Die Gruppen, welche durch die Verteilung von Schokoladenherzen in vier Farben nach dem Zufallsprinzip gebildet werden, bestehen aus fünf bis sechs Schülerinnen und Schülern. Es handelt sich demnach um große Gruppen. Zudem bedingt die zufällige Gruppenzusammensetzung je nach Ausgestaltung der Aufträge innerhalb bestimmter Gruppen besondere Anstrengungen zur Organisation der Arbeit.

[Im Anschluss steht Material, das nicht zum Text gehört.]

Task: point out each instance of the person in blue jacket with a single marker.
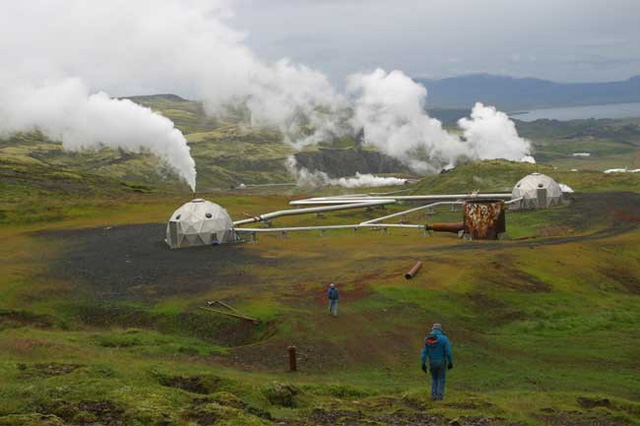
(438, 350)
(333, 295)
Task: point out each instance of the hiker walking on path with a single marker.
(333, 295)
(438, 350)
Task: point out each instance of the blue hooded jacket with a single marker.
(333, 294)
(437, 348)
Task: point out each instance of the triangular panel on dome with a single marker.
(537, 191)
(199, 222)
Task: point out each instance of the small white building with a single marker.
(537, 191)
(198, 223)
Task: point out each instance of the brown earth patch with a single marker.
(628, 279)
(578, 418)
(593, 402)
(195, 384)
(497, 311)
(506, 275)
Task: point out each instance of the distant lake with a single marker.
(628, 110)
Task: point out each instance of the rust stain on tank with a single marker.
(484, 219)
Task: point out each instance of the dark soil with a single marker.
(46, 369)
(320, 417)
(133, 262)
(14, 319)
(85, 413)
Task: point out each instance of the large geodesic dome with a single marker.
(537, 191)
(198, 223)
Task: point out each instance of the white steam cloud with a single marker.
(59, 53)
(316, 179)
(67, 112)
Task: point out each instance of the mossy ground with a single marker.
(544, 330)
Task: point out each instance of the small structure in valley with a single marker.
(537, 191)
(198, 223)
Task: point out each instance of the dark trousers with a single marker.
(438, 371)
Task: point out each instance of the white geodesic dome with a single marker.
(537, 191)
(197, 223)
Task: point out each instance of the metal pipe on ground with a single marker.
(453, 227)
(294, 212)
(293, 364)
(443, 197)
(413, 271)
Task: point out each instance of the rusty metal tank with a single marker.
(484, 219)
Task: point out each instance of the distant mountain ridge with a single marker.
(511, 94)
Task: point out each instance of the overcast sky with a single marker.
(562, 40)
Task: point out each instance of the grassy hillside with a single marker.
(502, 175)
(100, 322)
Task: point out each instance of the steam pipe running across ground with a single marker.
(404, 212)
(362, 199)
(293, 212)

Dies wird auch durch die Aussage der Lehrperson gestützt, indem sie festhält, «dass nicht alle Gruppen gleich gut arbeiteten und zudem innerhalb einer Fünfer- oder Sechsergruppe nicht alle gleich intensiv in die Arbeit involviert waren»: Die interessierten Schülerinnen und Schüler lösten die Aufgaben, die anderen Gruppenmitglieder schrieben die Lösungen anschließend ab. Da die Lehrperson die Fünfer- und Sechsergruppen erwähnt, ist anzunehmen, dass kleinere Gruppen besser zusammenarbeiteten bzw. dass die Lehrperson vermutet, dass kleinere Gruppen besser zusammenarbeiten würden und sie daher die Gruppengröße infrage stellt. Es fällt auf, dass die Lehrperson ihren Fall «Trittbrettfahrer bei der Arbeit in Gruppen» nennt, im Fallbeispiel selbst aber nicht von Trittbrettfahrern spricht. Sie versucht offenbar, das Problem mit dem Titel zu akzentuieren.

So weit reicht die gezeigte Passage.